For handwritten text recognition, the best out-of-the-box tool at the moment is probably [Transkribus](https://app.transkribus.org/). But we don't have access to those models and cannot fine-tune them, unless we pay for a premium account and do it through their own website. An alternative for handwritten text recognition is the [Kraken project](https://kraken.re/main/index.html), which gives us access to dozens of pre-trained models which we can download and use ourselves. You can install Kraken easily via `pip install kraken`.

NOTE: Unfortunately a Kraken version for Python 3.13 has still not been released (by December 2025) so to use it and run the following code cells you need to change to Python 3.12, then restart the kernel. For Windows you can get Python 3.12 via:

`winget install python.python.3.12` 

then deactivate the current environment and simply create a new environment with this Python:
```
deactivate
py -3.12 -m venv "env_datastories_py312"
.\env_datastories_py312\Scripts\activate.bat
pip install wheel
pip install ipykernel
pip install kraken
```

Don't forget to change it at the top right for the notebook as well!

Below we use the [fondue model](https://github.com/FoNDUE-HTR/), which was trained for handwritten text recognition. We use the German one ("_de"), the Latin one ("_la") and the general one. That is because the labels themselves are mostly in German, but since they're plant species, many of their names are in Latin. Let's compare.

First we download some Kraken models off of [Zenodo](https://zenodo.org/records/14399779):

In [None]:
!curl -o ./data/kraken_models/FoNDUE-GD_v2.mlmodel https://zenodo.org/records/14399779/files/FoNDUE-GD_v2.mlmodel?download=1
!curl -o ./data/kraken_models/FoNDUE-GD_v2_de.mlmodel https://zenodo.org/records/14399779/files/FoNDUE-GD_v2_de.mlmodel?download=1
!curl -o ./data/kraken_models/FoNDUE-GD_v2_la.mlmodel https://zenodo.org/records/14399779/files/FoNDUE-GD_v2_la.mlmodel?download=1
!curl -o ./data/kraken_models/McCATMuS_nfd_nofix_V1.mlmodel https://zenodo.org/records/13788177/files/McCATMuS_nfd_nofix_V1.mlmodel?download=1

Then we run the text recognition on the given pages:

In [None]:
!kraken -i data/ocr_data/Z-000033489.jpg data/ocr_data/output/Z-000099226_fondue_gd_v2_de.txt segment -bl ocr -m ./data/kraken_models/FoNDUE-GD_v2_de.mlmodel
!kraken -i data/ocr_data/Z-000033489.jpg data/ocr_data/output/Z-000099226_fondue_gd_v2_la.txt segment -bl ocr -m ./data/kraken_models/FoNDUE-GD_v2_la.mlmodel
!kraken -i data/ocr_data/Z-000033489.jpg data/ocr_data/output/Z-000099226_fondue_gd_v2.txt segment -bl ocr -m ./data/kraken_models/FoNDUE-GD_v2.mlmodel

And finally save (and print!) the output:

In [None]:
with open("data/ocr_data/output/Z-000099226_fondue_gd_v2_de.txt") as f:
    de_result = f.read()
    print(de_result)

with open("data/ocr_data/output/Z-000099226_fondue_gd_v2_la.txt") as f:
    la_result = f.read()
    print(la_result)

with open("data/ocr_data/output/Z-000099226_fondue_gd_v2.txt") as f:
    general_result = f.read()
    print(general_result)

That didn't work as well as the printed OCR, but fairly readable.

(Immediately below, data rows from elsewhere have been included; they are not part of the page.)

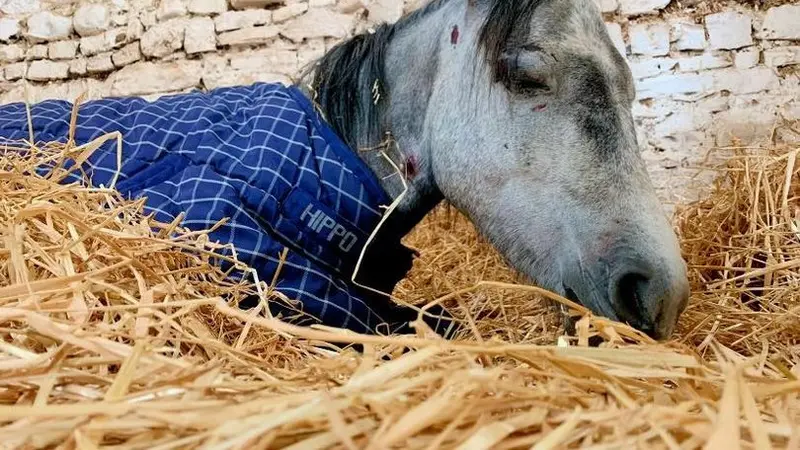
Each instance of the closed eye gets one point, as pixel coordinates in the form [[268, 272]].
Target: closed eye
[[530, 86]]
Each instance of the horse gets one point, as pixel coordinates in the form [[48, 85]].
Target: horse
[[518, 114]]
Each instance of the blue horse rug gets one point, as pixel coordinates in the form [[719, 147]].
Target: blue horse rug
[[261, 157]]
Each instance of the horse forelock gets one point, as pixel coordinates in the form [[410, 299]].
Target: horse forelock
[[347, 81]]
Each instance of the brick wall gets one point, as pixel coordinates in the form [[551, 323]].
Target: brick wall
[[705, 71]]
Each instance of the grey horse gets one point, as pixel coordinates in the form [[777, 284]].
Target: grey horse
[[518, 113]]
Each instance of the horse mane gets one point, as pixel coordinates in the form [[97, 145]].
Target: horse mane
[[344, 80]]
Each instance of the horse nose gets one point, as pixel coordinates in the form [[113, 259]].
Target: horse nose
[[649, 300]]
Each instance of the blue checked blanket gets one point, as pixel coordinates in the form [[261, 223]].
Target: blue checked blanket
[[261, 157]]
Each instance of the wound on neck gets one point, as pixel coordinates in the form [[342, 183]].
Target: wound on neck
[[411, 167]]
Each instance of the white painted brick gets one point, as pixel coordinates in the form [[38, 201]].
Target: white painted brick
[[77, 66], [688, 36], [163, 38], [127, 55], [206, 7], [148, 78], [46, 26], [607, 6], [249, 36], [782, 22], [650, 39], [288, 12], [91, 19], [200, 36], [729, 30], [62, 49], [44, 70], [267, 60], [16, 71], [652, 67], [232, 77], [111, 39], [8, 28], [99, 63], [706, 61], [782, 56], [667, 85], [36, 52], [311, 51], [615, 32], [746, 59], [385, 11], [748, 81], [253, 4], [11, 53], [319, 23], [234, 20], [20, 7], [639, 7], [170, 9], [351, 6]]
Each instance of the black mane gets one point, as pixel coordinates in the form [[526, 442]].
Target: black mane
[[343, 80]]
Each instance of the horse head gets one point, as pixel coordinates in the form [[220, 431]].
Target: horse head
[[518, 113]]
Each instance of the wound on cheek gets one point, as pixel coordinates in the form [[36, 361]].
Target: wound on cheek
[[454, 35]]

On the other hand, here we have some notary pages from the Archief Amsterdam, in English. Although it may seem that this is hastily written, given the other documents in their archive this is actually fairly nice handwriting.

In [None]:
!kraken -i "data/ocr_data/d837ae03-b2c5-6b6d-e053-b784100acdee_en.jpg" "data/ocr_data/output/d837ae03-b2c5-6b6d-e053-b784100acdee_en_McCATMuS_nfd_nofix_V1.txt" segment -bl ocr -m ./data/kraken_models/McCATMuS_nfd_nofix_V1.mlmodel

In [None]:
with open("data/ocr_data/output/d837ae03-b2c5-6b6d-e053-b784100acdee_en_McCATMuS_nfd_nofix_V1.txt", encoding="utf8") as f:
    notary_res = f.read()
    print(notary_res)

This didn't work very well, in large part due to the fact that the model was not trained on this handwriting.

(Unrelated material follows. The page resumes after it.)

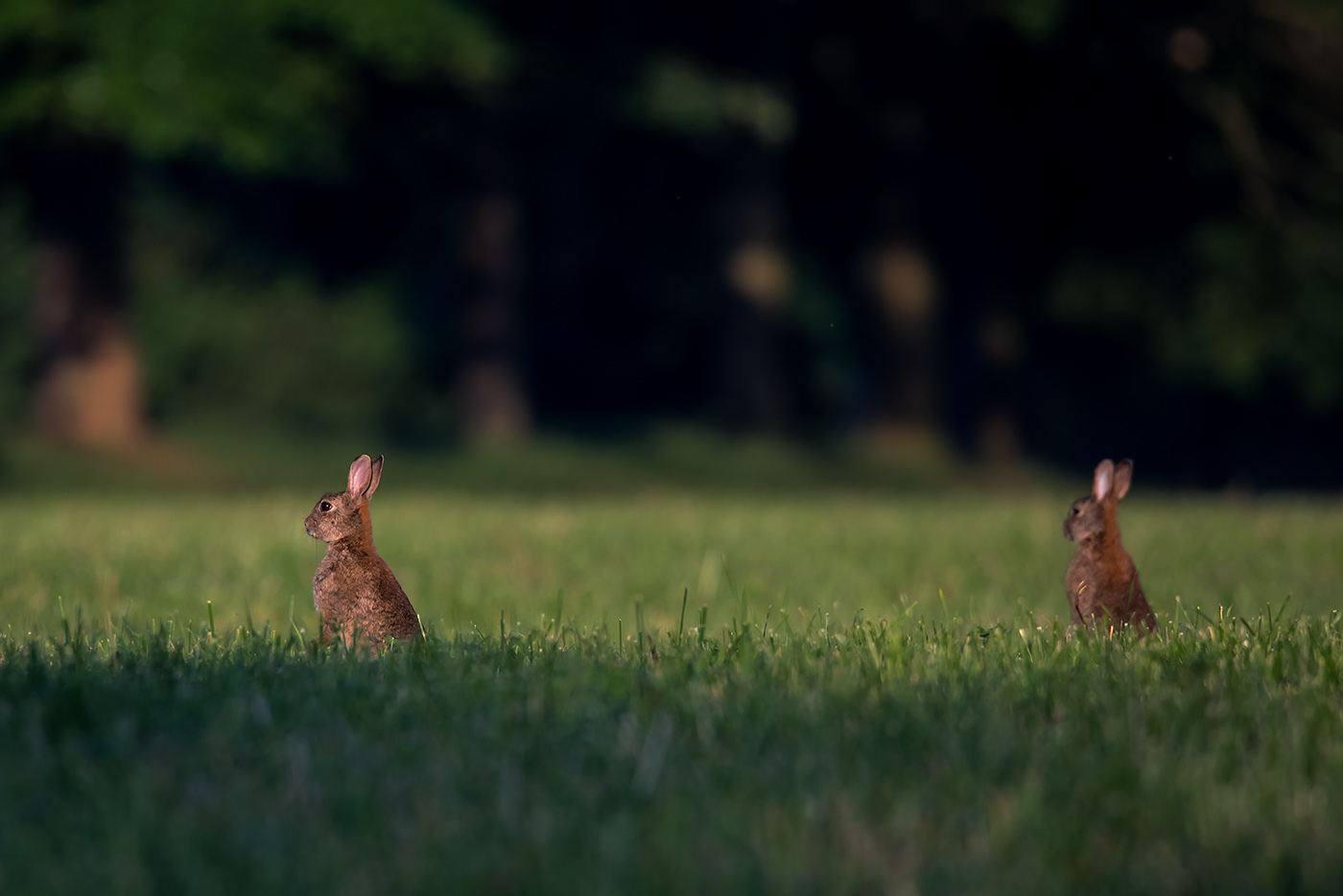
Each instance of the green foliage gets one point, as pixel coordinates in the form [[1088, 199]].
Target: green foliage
[[224, 336], [685, 98], [259, 83], [759, 757]]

As you can see, handwritten text recognition is a much more difficult task. For most use-cases, Transkribus will do just fine. But if you have a lot of data and would like to feed it back into your custom pipeline, it becomes necessary to utilize Kraken models (or something similar) and fine-tune them on your own. That is because Transkribus does not make it easy to programmatically (a) Upload your own transcribed data and (b) Download their transcriptions in a useful format, within your own pipeline again.